Have a 74? ford 7500 backhoe engine model FF211S, trans # E108. trans has locked up in forward (worked yesterday). will not go out of gear no matter what shifter says,
go to start and whirls for a second before trying to go forward, wears battery out.
shifter lever on left side of trans goes up & down, level said add so I added some.
Could trans filter be plugged up?
has 3 forward & 3 reverse lever & a seperate forward netural reverse lever.
I am at a loss & any help would be great


----------



## harry16 (Dec 8, 2011)

Hello esther1676, welcome to the tractor forum. 

This happens when the shift mechanism is worn. Put the shift levers in neutral and pull the transmission cover. Lift the cover slowly... it may be holding down a spring-loaded detent plunger. You don't want to lose anything into the transmission. Disconnect the safety switch wires and lay the cover aside. Visually check the shift forks positions, you will see one shift fork out of neutral position. Take a big screwdriver and push this fork into neutral. 

Reinstall the cover and check out the shifter.


----------



## esther1676 (Feb 19, 2017)

Thanks, will try that when it quits raining

That sounds good, thought I was dead

ed


----------



## esther1676 (Feb 19, 2017)

One question, is cover on top, L side, R side, bottom? Will also check out bushings in shifter lever & arms, raining too hard to do it now


----------



## sixbales (May 18, 2011)

It's the top cover with the shift lever.


----------



## TraderMark (Nov 15, 2011)

Hi esther1676,

I'm not so sure you have the type transmission that has a shifter cover and mechanism as described above. I'm pretty sure the 7500 had what's called a powershift or power shuttle transmission. It has a torque convertor instead of a dry clutch and there is no mechanical shifting of any gears in the transmission. The different gear speeds are achieved by activating different hydraulic clutch packs inside the transmission. It sounds like the transmission control valve is not being moved by the linkage or you possibly have some warped discs in a clutch pack that are not allowing the clutch pack to release.

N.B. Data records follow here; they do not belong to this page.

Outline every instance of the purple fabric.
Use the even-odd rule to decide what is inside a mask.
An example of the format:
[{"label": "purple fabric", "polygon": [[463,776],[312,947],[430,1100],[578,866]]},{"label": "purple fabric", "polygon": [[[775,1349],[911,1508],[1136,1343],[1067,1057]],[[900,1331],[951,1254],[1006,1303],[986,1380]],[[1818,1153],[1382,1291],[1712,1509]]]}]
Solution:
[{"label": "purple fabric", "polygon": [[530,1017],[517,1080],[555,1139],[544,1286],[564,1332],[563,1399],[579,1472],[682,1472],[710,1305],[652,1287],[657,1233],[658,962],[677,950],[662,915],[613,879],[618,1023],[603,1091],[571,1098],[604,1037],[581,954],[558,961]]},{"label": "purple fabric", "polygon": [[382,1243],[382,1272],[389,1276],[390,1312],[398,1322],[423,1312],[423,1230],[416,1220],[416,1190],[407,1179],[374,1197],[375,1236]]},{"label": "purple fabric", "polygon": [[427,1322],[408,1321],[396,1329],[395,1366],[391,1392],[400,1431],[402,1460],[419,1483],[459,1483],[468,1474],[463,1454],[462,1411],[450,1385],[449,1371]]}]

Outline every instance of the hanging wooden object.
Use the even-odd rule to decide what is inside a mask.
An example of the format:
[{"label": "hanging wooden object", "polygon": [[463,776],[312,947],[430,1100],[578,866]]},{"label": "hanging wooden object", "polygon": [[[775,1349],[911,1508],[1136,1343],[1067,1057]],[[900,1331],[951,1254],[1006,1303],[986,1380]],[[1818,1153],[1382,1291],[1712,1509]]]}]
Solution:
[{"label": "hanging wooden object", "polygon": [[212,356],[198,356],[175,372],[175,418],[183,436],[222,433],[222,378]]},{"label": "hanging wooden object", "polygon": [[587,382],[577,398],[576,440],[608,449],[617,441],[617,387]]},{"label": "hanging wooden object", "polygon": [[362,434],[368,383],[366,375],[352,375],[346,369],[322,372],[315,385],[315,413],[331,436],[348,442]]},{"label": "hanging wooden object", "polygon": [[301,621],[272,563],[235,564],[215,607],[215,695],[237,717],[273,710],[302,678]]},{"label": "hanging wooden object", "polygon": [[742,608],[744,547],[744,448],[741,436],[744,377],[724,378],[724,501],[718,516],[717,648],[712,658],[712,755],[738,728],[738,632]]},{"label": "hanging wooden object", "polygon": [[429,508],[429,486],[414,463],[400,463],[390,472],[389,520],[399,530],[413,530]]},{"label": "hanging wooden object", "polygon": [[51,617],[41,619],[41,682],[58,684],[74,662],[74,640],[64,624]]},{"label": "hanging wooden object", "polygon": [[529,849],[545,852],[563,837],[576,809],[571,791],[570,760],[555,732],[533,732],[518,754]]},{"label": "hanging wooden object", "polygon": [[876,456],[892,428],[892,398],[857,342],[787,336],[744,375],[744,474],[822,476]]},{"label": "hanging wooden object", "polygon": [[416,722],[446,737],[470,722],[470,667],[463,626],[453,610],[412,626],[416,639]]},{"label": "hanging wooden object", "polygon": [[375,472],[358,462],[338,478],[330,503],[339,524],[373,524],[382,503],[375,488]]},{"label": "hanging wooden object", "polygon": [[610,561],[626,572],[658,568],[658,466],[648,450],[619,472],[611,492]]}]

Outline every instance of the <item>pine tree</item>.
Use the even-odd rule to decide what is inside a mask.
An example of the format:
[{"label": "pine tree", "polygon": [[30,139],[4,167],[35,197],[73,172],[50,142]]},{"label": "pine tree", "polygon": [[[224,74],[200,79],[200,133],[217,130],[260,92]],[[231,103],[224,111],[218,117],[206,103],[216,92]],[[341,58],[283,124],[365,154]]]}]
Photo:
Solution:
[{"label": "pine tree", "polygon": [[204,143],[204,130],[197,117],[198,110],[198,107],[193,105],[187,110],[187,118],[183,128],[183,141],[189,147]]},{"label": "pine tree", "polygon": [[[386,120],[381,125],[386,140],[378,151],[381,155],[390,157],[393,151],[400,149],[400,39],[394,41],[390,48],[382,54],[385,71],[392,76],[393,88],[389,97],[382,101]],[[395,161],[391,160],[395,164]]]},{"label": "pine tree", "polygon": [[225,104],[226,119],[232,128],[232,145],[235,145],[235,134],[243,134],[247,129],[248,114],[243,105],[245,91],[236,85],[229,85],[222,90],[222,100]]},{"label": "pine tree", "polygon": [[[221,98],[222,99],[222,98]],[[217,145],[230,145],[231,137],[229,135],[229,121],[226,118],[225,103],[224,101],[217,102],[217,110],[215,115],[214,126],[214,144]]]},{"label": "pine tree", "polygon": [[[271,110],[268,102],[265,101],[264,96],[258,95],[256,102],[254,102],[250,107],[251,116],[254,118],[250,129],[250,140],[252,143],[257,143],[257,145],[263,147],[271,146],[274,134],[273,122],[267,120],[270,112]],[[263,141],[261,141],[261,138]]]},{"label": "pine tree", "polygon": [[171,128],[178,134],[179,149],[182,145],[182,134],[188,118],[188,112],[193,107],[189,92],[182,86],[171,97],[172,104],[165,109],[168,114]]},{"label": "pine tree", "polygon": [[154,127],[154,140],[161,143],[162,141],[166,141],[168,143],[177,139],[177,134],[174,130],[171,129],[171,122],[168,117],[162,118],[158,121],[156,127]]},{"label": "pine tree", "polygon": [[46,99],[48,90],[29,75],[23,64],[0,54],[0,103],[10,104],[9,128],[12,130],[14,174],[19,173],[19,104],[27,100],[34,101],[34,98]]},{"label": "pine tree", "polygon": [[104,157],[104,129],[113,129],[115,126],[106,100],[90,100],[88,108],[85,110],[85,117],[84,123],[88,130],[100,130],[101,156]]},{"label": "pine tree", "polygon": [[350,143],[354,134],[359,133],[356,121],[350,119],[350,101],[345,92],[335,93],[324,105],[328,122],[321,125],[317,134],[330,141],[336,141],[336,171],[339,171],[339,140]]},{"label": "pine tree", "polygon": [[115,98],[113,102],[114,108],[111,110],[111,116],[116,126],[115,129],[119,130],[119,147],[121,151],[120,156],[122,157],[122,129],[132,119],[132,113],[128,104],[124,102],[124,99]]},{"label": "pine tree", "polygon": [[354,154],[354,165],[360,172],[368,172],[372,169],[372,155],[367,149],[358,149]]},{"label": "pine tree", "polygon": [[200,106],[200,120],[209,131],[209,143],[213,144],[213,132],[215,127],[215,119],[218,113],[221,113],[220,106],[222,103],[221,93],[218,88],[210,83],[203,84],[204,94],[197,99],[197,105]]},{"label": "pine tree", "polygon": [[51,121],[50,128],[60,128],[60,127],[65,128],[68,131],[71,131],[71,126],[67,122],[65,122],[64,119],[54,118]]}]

Check out the parts diagram below.

Item 14 holds the reverse and high clutch packs.
Item 32 holds the forward and 2nd clutch packs.
Item 62 holds the low clutch pack.

Hope this helps,
Mark


----------



## sixbales (May 18, 2011)

Thanks TraderMark for coming to my rescue! I was addressing a manual transmission and this is not a manual transmission.


----------



## TraderMark (Nov 15, 2011)

sixbales,

No worries my friend, we're all in this together!!edro:


----------



## Fedup (Feb 25, 2014)

I've been following this thread, and have also been wondering about the shift cover advice. The 7500 parts books only show a hydraulic/converter style transmission.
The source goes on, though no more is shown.